Has FP24 been a limitation yet?

Discussion in 'General 3D Technology' started by nelg, Dec 12, 2004.

  1. nelg

    Veteran

    Joined:
    Jan 26, 2003
    Messages:
    1,557
    Likes Received:
    42
    Location:
    Toronto
    Ok, now I am down to having no examples :). Serves me right for having taken a drunks word for it. Sorry Rev. :wink:

    So hindsight has proven your decisions to be prudent. May I ask if SM3.0 did not require FP32 in the PS would ATI still stick with 24b (feel free to divulge any secret info)?

    Edit. Answered in your response to Joe.
     
  2. sireric

    Regular

    Joined:
    Jul 26, 2002
    Messages:
    348
    Likes Received:
    22
    Location:
    Santa Clara, CA
    I tend to agree. However, the forward looking aspect as to be tempered by costs and schedule. We do tend (both IHVs) to put features in that are forward looking and a little risky. That's a risk that seems to have a good reward potential.

    The worst problem would be if the API were so strict as to make any sort of deviation from it impossible -- How would we innovate then? The cheapest part that implemented everything with the best performance would win. Regretfully, that's not really appealing to me, as a designer. It would also cause stagnation in between API changes.

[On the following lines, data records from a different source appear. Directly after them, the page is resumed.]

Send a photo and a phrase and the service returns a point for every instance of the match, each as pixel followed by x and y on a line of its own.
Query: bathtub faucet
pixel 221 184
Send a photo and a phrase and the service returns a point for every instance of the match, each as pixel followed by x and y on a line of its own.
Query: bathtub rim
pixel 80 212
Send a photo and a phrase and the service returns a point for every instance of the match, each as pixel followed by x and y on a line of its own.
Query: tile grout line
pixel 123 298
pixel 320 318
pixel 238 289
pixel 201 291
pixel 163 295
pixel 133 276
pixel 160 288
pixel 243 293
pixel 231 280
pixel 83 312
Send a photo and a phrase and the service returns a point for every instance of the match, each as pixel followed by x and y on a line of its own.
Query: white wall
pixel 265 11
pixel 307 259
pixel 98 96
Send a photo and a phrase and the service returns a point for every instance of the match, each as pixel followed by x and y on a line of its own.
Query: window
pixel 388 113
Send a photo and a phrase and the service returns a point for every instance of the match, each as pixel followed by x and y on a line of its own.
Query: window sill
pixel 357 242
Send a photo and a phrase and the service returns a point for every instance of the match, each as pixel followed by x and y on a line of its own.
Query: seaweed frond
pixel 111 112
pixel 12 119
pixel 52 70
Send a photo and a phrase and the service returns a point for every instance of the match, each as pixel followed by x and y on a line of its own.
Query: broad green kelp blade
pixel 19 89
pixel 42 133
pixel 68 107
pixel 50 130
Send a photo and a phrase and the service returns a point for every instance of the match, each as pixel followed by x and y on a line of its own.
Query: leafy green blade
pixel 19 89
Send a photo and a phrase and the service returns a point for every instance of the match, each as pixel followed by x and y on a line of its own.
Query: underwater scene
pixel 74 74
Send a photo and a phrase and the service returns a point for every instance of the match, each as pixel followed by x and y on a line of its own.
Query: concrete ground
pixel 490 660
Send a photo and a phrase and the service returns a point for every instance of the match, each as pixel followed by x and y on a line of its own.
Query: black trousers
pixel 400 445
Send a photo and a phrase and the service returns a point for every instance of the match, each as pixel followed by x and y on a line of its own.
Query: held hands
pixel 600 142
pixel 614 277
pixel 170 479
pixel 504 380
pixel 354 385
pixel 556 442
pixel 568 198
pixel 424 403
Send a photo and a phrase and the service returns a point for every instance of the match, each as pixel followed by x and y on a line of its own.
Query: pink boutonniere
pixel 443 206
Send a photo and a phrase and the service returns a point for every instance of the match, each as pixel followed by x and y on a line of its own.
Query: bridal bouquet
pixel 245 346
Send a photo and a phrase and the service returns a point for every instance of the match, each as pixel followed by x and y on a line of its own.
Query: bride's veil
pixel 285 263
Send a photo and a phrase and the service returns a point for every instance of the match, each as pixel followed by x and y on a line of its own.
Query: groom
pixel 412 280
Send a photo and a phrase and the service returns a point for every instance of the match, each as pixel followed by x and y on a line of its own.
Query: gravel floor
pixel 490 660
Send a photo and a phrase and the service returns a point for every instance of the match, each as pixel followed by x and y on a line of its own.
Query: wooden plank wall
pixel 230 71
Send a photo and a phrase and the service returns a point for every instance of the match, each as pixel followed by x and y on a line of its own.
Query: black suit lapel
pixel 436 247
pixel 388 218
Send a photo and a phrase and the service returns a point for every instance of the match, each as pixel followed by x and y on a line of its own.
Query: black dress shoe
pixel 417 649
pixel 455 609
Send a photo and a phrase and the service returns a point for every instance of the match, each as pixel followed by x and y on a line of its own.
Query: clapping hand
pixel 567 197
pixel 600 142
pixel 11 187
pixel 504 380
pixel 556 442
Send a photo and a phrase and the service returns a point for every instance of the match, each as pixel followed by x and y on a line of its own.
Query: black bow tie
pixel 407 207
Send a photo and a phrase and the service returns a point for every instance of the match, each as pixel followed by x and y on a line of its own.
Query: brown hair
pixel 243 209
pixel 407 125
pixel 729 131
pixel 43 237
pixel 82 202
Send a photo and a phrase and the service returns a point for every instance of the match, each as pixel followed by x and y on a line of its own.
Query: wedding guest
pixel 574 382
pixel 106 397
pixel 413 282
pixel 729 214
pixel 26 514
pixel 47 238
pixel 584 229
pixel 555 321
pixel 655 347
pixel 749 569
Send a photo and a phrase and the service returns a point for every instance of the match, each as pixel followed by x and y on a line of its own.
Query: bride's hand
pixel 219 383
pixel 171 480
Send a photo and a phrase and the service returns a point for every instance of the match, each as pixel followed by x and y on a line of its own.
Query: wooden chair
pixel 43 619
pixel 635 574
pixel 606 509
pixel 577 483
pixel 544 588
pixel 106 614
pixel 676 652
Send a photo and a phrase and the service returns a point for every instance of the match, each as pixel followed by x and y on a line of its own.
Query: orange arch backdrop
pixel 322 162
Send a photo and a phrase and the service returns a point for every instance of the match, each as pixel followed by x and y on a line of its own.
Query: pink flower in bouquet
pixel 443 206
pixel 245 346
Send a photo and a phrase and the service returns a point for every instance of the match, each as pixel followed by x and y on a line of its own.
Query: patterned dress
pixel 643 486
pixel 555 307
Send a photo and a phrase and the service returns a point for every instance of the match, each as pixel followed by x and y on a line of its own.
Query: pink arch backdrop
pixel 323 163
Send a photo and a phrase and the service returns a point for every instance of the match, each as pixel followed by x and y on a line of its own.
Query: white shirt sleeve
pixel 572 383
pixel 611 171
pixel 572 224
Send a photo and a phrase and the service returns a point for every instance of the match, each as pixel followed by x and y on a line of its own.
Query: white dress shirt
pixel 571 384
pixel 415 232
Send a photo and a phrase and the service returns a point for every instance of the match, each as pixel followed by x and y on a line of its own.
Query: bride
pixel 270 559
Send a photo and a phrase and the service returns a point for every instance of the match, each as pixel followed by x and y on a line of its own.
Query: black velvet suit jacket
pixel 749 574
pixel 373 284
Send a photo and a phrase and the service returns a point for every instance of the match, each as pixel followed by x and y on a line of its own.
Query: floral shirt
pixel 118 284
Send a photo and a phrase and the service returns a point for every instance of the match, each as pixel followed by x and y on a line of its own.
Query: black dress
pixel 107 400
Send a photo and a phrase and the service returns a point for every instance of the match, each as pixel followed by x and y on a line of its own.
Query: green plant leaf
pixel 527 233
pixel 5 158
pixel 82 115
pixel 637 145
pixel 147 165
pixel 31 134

Not very fun, either for IHVs or ISVs.
     
  3. sireric

    Regular

    Joined:
    Jul 26, 2002
    Messages:
    348
    Likes Received:
    22
    Location:
    Santa Clara, CA
    Who knows? Though if max texture size increases, possibly some increase would be required. As well, Marketing pressures do exist (i.e. pointless mine-is-bigger-than-yours without any sort of backing).

    I'm a strong believer that if it's not broken, don't fix it. With limited schedule and resources, we have to limit the things we can change. If something isn't a bottleneck or broken, then not fixing it is good.
     
  4. rwolf

    rwolf Rock Star
    Regular

    Joined:
    Oct 25, 2002
    Messages:
    967
    Likes Received:
    51
    Location:
    Canada
    Considering that Nvidia has been getting by just fine with fp16 shader precision I would have to agree with Sireric that fp24 was good enough and fp32 is currently overkill.
     
  5. rwolf

    rwolf Rock Star
    Regular

    Joined:
    Oct 25, 2002
    Messages:
    967
    Likes Received:
    51
    Location:
    Canada
    I think that fp24 IS a limitation when you start using the VPU for general purpose computing however. I have read lots of articles talking about NVIDIA products being used for general purpose computing and haven't seen any for ATI (not saying there isn't any).

    I think there is lots of potential to move physics, AI, and other math oriented operations onto the VPU. Too many games are CPU bound.
     
  6. KimB

    Legend

    Joined:
    May 28, 2002
    Messages:
    12,902
    Likes Received:
    218
    Location:
    Seattle, WA
    Depends upon what they're used for. One could conceivably use vertex textures to get around the limitation that DX9 doesn't support render to vertex buffer, for instance.
     
  7. KimB

    Legend

    Joined:
    May 28, 2002
    Messages:
    12,902
    Likes Received:
    218
    Location:
    Seattle, WA
    This is not true in general. FP16 is unusable for texture addressing. FP16 is the format that should be used for most calculations done on color values, however, as the final color output will, with current devices, always be 8-bit.
     
  8. Reverend

    Banned

    Joined:
    Jan 31, 2002
    Messages:
    3,266
    Likes Received:
    24
    What's so special about pixels that make their precision requirements lower than all other areas of computing where 32-bit and 64-bit floating point are the basic building blocks for numerical computation?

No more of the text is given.